ROBERTS and DALLY, JJ., concur in the result.

NOTES

[1] The requirement that appellant pay the $5,000 fine is the subject of appellant's third ground of error, discussed post.

[2] Hereinafter referred to by the acronym, D.P.S.

[3] The name Hord is also spelled "Hoard" in the statement of facts.

[4] The record is rather sketchy concerning the two unidentified males. However, there is no showing by the record of any connection between the two men, the abandoned camper pickup truck, and the appellant and the appellant's co-defendant, W. C. Jarvis.

[5] The size of the marihuana crop was more specifically described as follows: "It was a couple, three hundred yards long, maybe seventy-five yards wide ..." Herring described the marihuana plants as follows: "... biggest marihuana I have ever seen in my life." "It looked to me like [the plants] were ten to twelve feet tall." Compare, Grinspoon, Marihuana Reconsidered, at page 32: "The plant may reach a height of 16 to 20 feet, or reach maturity at 1 foot, depending on varying conditions."

[6] The transcription of the court reporter's notes of the formal sentencing in this cause indicates that Jarvis committed suicide after the punishment phase of the joint trial but before the formal sentencing occurred. Thus, for this reason, if no other, his conviction is not before us for review.

[7] The record reflects that appellant was 36 years old at the time of trial; Jarvis was 61 years old.

[8] Recognizing that the legal concept of standing has at this time been replaced in Texas by the concept of legitimate expectation of privacy, see fn. 9, post, unless stated to the contrary in this opinion we do not use the word standing to reflect a concept, but merely to reflect a status.
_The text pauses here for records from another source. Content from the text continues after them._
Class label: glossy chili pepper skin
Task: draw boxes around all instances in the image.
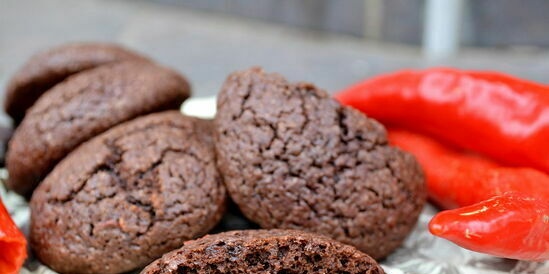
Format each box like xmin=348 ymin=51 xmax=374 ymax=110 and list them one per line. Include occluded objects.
xmin=0 ymin=198 xmax=27 ymax=274
xmin=387 ymin=128 xmax=549 ymax=209
xmin=429 ymin=193 xmax=549 ymax=261
xmin=336 ymin=68 xmax=549 ymax=173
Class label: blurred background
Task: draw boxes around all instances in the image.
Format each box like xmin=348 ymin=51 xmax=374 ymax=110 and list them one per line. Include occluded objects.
xmin=1 ymin=0 xmax=549 ymax=123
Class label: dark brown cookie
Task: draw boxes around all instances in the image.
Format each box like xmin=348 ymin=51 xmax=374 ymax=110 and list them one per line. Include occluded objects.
xmin=30 ymin=111 xmax=226 ymax=274
xmin=141 ymin=229 xmax=385 ymax=274
xmin=6 ymin=61 xmax=191 ymax=196
xmin=214 ymin=67 xmax=426 ymax=259
xmin=4 ymin=42 xmax=149 ymax=122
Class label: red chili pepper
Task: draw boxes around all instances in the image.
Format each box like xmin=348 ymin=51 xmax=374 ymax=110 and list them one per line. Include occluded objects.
xmin=429 ymin=193 xmax=549 ymax=261
xmin=0 ymin=198 xmax=27 ymax=274
xmin=336 ymin=68 xmax=549 ymax=173
xmin=387 ymin=128 xmax=549 ymax=209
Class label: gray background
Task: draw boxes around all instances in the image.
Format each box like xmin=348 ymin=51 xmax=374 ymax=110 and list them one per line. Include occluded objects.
xmin=152 ymin=0 xmax=549 ymax=47
xmin=2 ymin=0 xmax=549 ymax=125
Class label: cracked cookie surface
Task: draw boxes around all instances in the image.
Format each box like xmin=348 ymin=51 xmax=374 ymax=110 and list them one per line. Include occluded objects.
xmin=214 ymin=67 xmax=426 ymax=259
xmin=6 ymin=61 xmax=190 ymax=196
xmin=4 ymin=42 xmax=149 ymax=122
xmin=141 ymin=229 xmax=385 ymax=274
xmin=30 ymin=111 xmax=226 ymax=274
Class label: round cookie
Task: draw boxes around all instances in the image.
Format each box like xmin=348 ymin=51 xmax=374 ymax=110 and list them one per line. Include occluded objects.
xmin=30 ymin=111 xmax=226 ymax=274
xmin=214 ymin=67 xmax=426 ymax=259
xmin=141 ymin=229 xmax=385 ymax=274
xmin=6 ymin=61 xmax=191 ymax=196
xmin=4 ymin=42 xmax=149 ymax=122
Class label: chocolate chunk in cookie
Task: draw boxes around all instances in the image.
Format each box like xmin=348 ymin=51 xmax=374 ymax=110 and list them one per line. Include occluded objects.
xmin=4 ymin=42 xmax=150 ymax=122
xmin=6 ymin=61 xmax=190 ymax=196
xmin=30 ymin=111 xmax=226 ymax=274
xmin=141 ymin=229 xmax=385 ymax=274
xmin=214 ymin=67 xmax=426 ymax=259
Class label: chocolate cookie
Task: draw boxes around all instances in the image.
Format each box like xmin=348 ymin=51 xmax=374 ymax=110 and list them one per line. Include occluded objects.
xmin=4 ymin=42 xmax=149 ymax=122
xmin=214 ymin=67 xmax=426 ymax=259
xmin=6 ymin=61 xmax=190 ymax=196
xmin=30 ymin=111 xmax=226 ymax=274
xmin=141 ymin=229 xmax=385 ymax=274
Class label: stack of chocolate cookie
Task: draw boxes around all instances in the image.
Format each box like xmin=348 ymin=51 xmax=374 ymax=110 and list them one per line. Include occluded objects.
xmin=3 ymin=43 xmax=425 ymax=274
xmin=4 ymin=43 xmax=225 ymax=273
xmin=5 ymin=43 xmax=191 ymax=196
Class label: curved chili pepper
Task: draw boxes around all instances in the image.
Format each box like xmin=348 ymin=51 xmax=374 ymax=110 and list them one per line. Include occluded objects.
xmin=429 ymin=193 xmax=549 ymax=261
xmin=336 ymin=68 xmax=549 ymax=173
xmin=0 ymin=198 xmax=27 ymax=274
xmin=387 ymin=128 xmax=549 ymax=209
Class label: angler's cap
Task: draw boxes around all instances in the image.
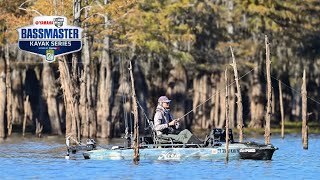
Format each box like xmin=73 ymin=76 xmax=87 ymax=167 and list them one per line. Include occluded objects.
xmin=158 ymin=96 xmax=171 ymax=103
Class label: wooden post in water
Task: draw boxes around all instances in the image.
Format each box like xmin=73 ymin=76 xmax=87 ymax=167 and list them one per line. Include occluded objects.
xmin=230 ymin=46 xmax=244 ymax=142
xmin=279 ymin=81 xmax=285 ymax=139
xmin=129 ymin=60 xmax=140 ymax=163
xmin=225 ymin=69 xmax=229 ymax=162
xmin=265 ymin=35 xmax=272 ymax=145
xmin=301 ymin=70 xmax=308 ymax=149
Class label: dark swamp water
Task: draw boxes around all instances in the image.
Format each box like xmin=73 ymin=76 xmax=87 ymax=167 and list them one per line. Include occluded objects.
xmin=0 ymin=134 xmax=319 ymax=180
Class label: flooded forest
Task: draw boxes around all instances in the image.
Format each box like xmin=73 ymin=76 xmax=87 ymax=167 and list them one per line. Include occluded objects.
xmin=0 ymin=0 xmax=320 ymax=140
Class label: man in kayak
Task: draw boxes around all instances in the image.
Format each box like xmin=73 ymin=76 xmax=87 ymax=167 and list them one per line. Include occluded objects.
xmin=153 ymin=96 xmax=202 ymax=144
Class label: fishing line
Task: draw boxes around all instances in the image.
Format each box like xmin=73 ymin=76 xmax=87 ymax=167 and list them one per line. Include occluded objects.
xmin=258 ymin=67 xmax=320 ymax=106
xmin=132 ymin=67 xmax=255 ymax=122
xmin=270 ymin=76 xmax=320 ymax=106
xmin=177 ymin=68 xmax=255 ymax=120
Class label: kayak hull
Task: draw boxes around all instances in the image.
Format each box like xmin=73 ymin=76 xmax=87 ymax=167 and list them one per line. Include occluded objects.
xmin=82 ymin=143 xmax=278 ymax=161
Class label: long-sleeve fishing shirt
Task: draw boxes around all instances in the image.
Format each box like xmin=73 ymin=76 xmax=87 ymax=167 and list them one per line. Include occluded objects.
xmin=153 ymin=105 xmax=180 ymax=136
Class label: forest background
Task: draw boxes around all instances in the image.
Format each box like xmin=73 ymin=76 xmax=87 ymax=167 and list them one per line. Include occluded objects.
xmin=0 ymin=0 xmax=320 ymax=140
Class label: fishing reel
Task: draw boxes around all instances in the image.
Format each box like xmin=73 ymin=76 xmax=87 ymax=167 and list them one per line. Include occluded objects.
xmin=86 ymin=139 xmax=96 ymax=151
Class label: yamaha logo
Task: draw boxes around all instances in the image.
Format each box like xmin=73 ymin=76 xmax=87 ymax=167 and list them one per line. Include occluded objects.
xmin=17 ymin=16 xmax=83 ymax=62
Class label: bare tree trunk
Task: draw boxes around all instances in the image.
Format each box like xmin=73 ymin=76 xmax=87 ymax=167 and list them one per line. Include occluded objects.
xmin=5 ymin=43 xmax=12 ymax=136
xmin=0 ymin=59 xmax=6 ymax=138
xmin=265 ymin=35 xmax=272 ymax=145
xmin=229 ymin=83 xmax=235 ymax=128
xmin=230 ymin=46 xmax=244 ymax=142
xmin=42 ymin=63 xmax=62 ymax=135
xmin=129 ymin=60 xmax=140 ymax=163
xmin=279 ymin=81 xmax=285 ymax=139
xmin=225 ymin=69 xmax=229 ymax=162
xmin=301 ymin=70 xmax=308 ymax=149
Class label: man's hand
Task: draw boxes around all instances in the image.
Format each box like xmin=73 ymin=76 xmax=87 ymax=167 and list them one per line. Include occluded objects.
xmin=168 ymin=119 xmax=177 ymax=126
xmin=168 ymin=119 xmax=180 ymax=126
[9] We observe that the New Jersey Supreme Court has recently, see State v. Alston, 586 S.W.2d 879 (1981), declared that the recent decisions of the Supreme Court provide persons with inadequate protection against unreasonable searches and seizures, regarding "standing," and ruled that it would subscribe to the automatic standing concept in possessory offenses. A majority of this Court, however, has adopted the rule that a defendant who seeks to suppress evidence of crime must show that some personal Fourth Amendment right of his was implicated in the police actions leading to seizure of the evidence. See Lewis v. State, 598 S.W.2d 280 (1980); Manry v. State, 621 S.W.2d 619 (1981). In other words, an accused in Texas must show that he himself had some "legitimate expectation of privacy" that was improperly intruded upon by agents of the State. See United States v. Salvucci, supra.

[10] Appellant would have incurred no self-incrimination risk by testifying at the suppression hearing. When a defendant testifies in support of a motion to exclude evidence on Fourth Amendment grounds, his testimony may not thereafter be admitted against him at trial on the issue of his guilt unless he makes no objection. Simmons v. United States, 390 U.S. 377, 88 S. Ct. 967, 19 L. Ed. 2d 1247 (1968).

[11] Appellant's testimony at the punishment hearing that he was employed by Jarvis as a ranch hand came too late to aid him or us on the issues raised by his motion to suppress evidence. And in any case, this single additional fact, standing alone, would not have established a legal possessory interest in his employer's premises. See Johnson v. State, 583 S.W.2d 399 (1979); State v. Cemper, supra.

[12] The import of the right to exclude others from the premises is discussed in Rakas, supra, at fn. 12, 439 U.S. 143, 99 S. Ct. 430, 58 L. Ed. 2d 401 (1978).